Remember how we saw earlier that Christ promised He would not again drink of the fruit of the vine of the Lord’s Supper with His disciples until “that day” when the kingdom of God came (Matt. 26:29; Mark 14:25; Luke 22:16, 18)? The day the kingdom came was on a Sunday.
This is why Luke records that one of the very first things these newly baptized and converted three thousand souls did on the first day of the church’s existence that Sunday was to “continually devote themselves to the apostles’ teaching and to fellowship, to the breaking of the bread and to prayer” (Acts 2:41-42, emp. added). “The breaking of the bread” refers to the Lord’s Supper (1 Cor. 10:16-17; cf. 11:23-25). Thus, the apostles directed the Jerusalem church to observe communion on the day the kingdom came and the church began, which was the first day of the week. The fact that they were “continually” doing so suggests by definition that it was a fixed habit.

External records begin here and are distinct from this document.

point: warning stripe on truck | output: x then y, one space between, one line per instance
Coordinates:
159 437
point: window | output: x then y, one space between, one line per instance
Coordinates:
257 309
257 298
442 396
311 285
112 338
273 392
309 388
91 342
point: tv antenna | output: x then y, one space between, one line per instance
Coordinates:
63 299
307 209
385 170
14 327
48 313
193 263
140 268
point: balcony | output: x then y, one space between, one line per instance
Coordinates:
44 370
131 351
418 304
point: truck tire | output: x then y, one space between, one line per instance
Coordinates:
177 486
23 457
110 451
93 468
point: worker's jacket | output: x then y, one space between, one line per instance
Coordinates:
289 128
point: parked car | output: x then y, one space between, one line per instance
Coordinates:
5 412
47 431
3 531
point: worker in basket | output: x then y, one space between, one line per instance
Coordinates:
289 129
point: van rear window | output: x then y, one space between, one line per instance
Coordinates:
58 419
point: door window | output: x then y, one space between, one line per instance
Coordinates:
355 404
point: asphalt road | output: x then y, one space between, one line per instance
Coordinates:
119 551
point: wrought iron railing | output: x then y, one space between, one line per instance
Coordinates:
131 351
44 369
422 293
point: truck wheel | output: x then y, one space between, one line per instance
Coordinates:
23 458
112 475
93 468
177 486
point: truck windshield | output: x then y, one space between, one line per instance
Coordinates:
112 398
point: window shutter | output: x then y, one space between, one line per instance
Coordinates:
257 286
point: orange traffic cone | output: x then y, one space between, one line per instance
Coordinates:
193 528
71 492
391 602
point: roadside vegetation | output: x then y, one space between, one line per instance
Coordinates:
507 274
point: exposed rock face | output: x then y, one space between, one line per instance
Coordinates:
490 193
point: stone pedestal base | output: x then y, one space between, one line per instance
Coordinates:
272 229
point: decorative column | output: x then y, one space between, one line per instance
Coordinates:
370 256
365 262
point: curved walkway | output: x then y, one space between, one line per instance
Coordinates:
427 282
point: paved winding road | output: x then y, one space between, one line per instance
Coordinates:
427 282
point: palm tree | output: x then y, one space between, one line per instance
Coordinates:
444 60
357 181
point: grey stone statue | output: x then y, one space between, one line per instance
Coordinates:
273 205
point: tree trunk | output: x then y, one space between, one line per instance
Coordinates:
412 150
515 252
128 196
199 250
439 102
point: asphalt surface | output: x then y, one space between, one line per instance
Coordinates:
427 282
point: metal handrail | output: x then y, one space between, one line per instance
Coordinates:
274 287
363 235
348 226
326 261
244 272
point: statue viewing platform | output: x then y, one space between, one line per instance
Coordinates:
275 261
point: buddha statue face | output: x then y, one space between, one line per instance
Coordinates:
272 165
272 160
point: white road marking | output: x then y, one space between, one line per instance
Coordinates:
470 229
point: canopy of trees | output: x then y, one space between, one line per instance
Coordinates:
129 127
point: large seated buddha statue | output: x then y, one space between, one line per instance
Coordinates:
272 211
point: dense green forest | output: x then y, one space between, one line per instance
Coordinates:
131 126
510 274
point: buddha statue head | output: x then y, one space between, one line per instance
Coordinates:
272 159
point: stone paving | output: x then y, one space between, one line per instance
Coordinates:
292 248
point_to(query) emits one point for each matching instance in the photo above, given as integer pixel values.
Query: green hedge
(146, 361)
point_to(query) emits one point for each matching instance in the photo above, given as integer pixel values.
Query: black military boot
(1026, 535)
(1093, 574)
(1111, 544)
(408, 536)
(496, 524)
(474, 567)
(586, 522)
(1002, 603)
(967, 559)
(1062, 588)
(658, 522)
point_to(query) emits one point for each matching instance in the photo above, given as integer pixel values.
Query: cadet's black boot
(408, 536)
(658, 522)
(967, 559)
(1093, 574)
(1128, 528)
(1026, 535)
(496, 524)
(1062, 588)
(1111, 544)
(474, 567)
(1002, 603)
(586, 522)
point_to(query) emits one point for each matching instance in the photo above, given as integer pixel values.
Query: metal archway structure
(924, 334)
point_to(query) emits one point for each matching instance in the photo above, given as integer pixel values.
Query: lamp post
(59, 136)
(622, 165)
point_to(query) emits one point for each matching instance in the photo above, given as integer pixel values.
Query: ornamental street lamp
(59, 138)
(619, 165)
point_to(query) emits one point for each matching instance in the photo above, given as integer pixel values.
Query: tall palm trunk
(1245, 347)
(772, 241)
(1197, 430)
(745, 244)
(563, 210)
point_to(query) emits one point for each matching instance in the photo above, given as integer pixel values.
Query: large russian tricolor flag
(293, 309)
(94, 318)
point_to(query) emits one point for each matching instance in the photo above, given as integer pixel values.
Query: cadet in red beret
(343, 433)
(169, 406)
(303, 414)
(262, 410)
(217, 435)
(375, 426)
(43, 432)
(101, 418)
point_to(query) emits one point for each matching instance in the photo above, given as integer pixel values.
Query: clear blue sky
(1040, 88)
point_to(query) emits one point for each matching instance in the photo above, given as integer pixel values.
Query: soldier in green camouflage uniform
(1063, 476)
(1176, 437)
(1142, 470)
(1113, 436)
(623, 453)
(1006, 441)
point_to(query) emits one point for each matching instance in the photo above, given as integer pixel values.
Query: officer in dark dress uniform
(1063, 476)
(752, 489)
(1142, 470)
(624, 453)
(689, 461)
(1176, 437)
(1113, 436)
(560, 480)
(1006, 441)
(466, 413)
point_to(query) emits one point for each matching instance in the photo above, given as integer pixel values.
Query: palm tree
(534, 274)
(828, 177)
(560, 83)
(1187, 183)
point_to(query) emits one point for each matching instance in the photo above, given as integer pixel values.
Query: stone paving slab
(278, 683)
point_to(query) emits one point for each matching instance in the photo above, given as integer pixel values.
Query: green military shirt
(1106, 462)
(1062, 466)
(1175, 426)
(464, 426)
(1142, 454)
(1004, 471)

Further evidence that this is so is found in Luke’s account of the church at Troas (Acts 20:7). As with the Jerusalem church, these Christians gathered together for the purpose to observe the Lord’s Supper (“break bread”) on Sunday, and did so with the apostle Paul’s approval. Additionally, remember Paul’s directions to both the churches of Galatia and Corinth to take up collections every first day of the week (1 Cor. 16:1-2). This implies that he knew they had the assembling together every Sunday. Since he taught the same thing at every congregation (1 Cor. 4:17; cf. 1 Cor. 16:1), we can be confident that all the early churches gathered together to observe communion and give of their means on Sundays under his direction. And just as the Jews under the Old Law knew that God’s command to observe the Sabbath applied to every Sabbath (Ex. 20:8-11; Num. 15:32-36), we can learn from their example (1 Cor. 10:11) and know that the New Testament teaching concerning communion applies to every Sunday.

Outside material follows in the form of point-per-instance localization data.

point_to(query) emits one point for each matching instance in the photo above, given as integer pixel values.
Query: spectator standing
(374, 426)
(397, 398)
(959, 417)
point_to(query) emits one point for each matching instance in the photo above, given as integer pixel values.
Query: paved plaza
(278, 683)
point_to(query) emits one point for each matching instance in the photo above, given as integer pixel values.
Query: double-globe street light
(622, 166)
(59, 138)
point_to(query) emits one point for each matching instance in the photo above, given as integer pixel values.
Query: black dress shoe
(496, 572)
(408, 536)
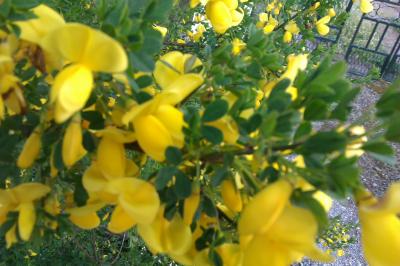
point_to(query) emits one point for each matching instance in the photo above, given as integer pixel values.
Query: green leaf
(316, 110)
(183, 186)
(173, 155)
(393, 131)
(164, 175)
(209, 207)
(381, 151)
(142, 61)
(212, 134)
(215, 110)
(324, 142)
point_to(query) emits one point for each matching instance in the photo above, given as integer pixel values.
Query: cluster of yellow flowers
(271, 229)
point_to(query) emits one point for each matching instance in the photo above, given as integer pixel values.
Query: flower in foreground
(21, 199)
(274, 232)
(380, 227)
(88, 51)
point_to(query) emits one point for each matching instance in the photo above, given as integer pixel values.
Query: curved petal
(29, 192)
(265, 208)
(138, 198)
(26, 220)
(120, 221)
(111, 158)
(72, 88)
(219, 15)
(153, 137)
(72, 149)
(172, 119)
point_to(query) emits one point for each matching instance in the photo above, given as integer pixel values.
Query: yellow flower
(162, 30)
(237, 46)
(273, 232)
(88, 51)
(365, 6)
(21, 199)
(380, 227)
(231, 196)
(332, 12)
(223, 14)
(136, 201)
(322, 28)
(172, 237)
(31, 150)
(157, 123)
(72, 149)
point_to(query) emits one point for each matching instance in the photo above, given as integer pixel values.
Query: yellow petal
(181, 88)
(120, 221)
(26, 220)
(29, 192)
(35, 29)
(265, 208)
(111, 158)
(219, 15)
(153, 137)
(138, 198)
(72, 149)
(30, 151)
(172, 119)
(380, 237)
(11, 236)
(97, 51)
(71, 89)
(93, 180)
(366, 6)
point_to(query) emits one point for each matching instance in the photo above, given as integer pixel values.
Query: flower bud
(30, 150)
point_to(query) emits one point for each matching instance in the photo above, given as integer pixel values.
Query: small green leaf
(173, 155)
(183, 186)
(212, 134)
(215, 110)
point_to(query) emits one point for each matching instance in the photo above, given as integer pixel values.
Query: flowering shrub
(200, 135)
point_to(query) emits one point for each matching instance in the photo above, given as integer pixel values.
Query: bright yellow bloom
(365, 6)
(162, 236)
(72, 148)
(136, 200)
(380, 227)
(332, 12)
(31, 150)
(162, 30)
(231, 196)
(322, 28)
(21, 199)
(157, 123)
(273, 232)
(238, 46)
(223, 14)
(88, 51)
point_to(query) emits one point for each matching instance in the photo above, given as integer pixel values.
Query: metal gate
(376, 41)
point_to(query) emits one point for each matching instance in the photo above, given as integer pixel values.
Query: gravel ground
(376, 176)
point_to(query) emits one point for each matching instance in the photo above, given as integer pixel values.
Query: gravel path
(376, 176)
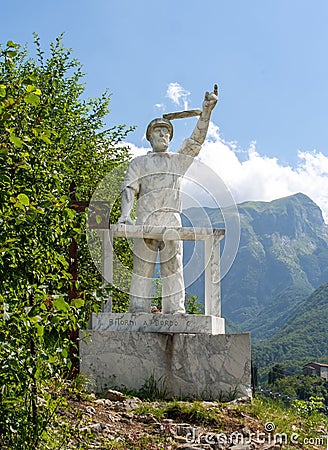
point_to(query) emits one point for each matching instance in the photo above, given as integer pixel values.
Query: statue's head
(159, 133)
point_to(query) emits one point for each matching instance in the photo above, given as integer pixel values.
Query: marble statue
(155, 180)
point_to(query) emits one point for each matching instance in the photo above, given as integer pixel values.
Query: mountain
(282, 258)
(303, 339)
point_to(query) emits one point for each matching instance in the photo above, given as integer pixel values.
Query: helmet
(159, 122)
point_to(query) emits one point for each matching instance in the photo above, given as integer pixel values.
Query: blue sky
(268, 57)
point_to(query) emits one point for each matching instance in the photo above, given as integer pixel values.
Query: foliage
(302, 387)
(285, 419)
(192, 303)
(307, 408)
(49, 136)
(275, 373)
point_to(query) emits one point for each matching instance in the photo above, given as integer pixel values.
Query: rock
(115, 396)
(193, 447)
(95, 427)
(146, 418)
(182, 429)
(131, 403)
(241, 400)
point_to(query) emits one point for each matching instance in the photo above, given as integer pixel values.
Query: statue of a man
(155, 180)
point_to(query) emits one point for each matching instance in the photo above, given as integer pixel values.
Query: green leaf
(16, 140)
(31, 88)
(39, 329)
(61, 305)
(45, 138)
(23, 199)
(12, 44)
(77, 303)
(32, 99)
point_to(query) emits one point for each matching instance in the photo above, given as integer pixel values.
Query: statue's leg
(173, 293)
(144, 259)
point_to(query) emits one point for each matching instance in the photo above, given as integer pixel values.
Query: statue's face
(160, 138)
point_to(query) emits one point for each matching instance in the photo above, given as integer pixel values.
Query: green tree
(275, 373)
(49, 136)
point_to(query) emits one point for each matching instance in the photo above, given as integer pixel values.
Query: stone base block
(158, 323)
(195, 366)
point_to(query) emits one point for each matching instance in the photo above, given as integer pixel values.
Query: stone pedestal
(195, 366)
(158, 323)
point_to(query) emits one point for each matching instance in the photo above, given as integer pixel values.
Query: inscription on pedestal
(158, 323)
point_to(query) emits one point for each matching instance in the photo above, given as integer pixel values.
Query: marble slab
(158, 323)
(183, 366)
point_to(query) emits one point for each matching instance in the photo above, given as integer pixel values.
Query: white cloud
(265, 178)
(260, 177)
(137, 151)
(178, 95)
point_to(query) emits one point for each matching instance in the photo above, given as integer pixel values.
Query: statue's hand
(211, 99)
(125, 220)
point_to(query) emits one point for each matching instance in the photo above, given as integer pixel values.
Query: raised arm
(193, 144)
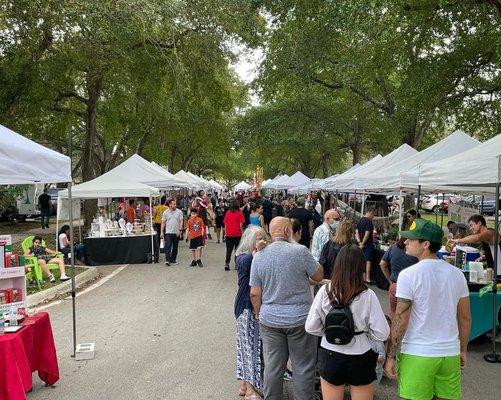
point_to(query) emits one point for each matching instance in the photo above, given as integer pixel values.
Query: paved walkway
(169, 333)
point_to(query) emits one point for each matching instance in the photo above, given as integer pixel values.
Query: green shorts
(422, 378)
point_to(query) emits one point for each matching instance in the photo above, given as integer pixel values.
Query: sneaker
(288, 375)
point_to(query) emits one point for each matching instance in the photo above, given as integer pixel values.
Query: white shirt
(368, 316)
(173, 221)
(435, 288)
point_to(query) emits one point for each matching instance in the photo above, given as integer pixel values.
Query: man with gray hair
(306, 218)
(324, 233)
(281, 298)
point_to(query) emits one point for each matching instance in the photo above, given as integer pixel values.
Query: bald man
(324, 232)
(281, 297)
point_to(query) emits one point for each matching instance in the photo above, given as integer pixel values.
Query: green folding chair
(32, 262)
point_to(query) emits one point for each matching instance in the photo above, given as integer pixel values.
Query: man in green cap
(430, 330)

Many profess to be followers of Christ and observe communion only a few times a year, or during special occasions like weddings. Undoubtedly this is done sincerely, but their practices nonetheless are traditions of men (Matt. 15:7-9). Christians must have authority from Christ on everything we do, and we find that authority only in the New Testament. In those pages we read of Jesus promising not to partake of communion with His disciples again until the day the kingdom came, a Sunday. We read in Scripture of how the early Christians observed the Lord’s Supper only on Sundays. This is how we can and must observe communion each Sunday in the name of Christ and be confident that He is with us when we do so as He promised (Matt. 18:20; 26:29; cf. Heb. 2:11-12).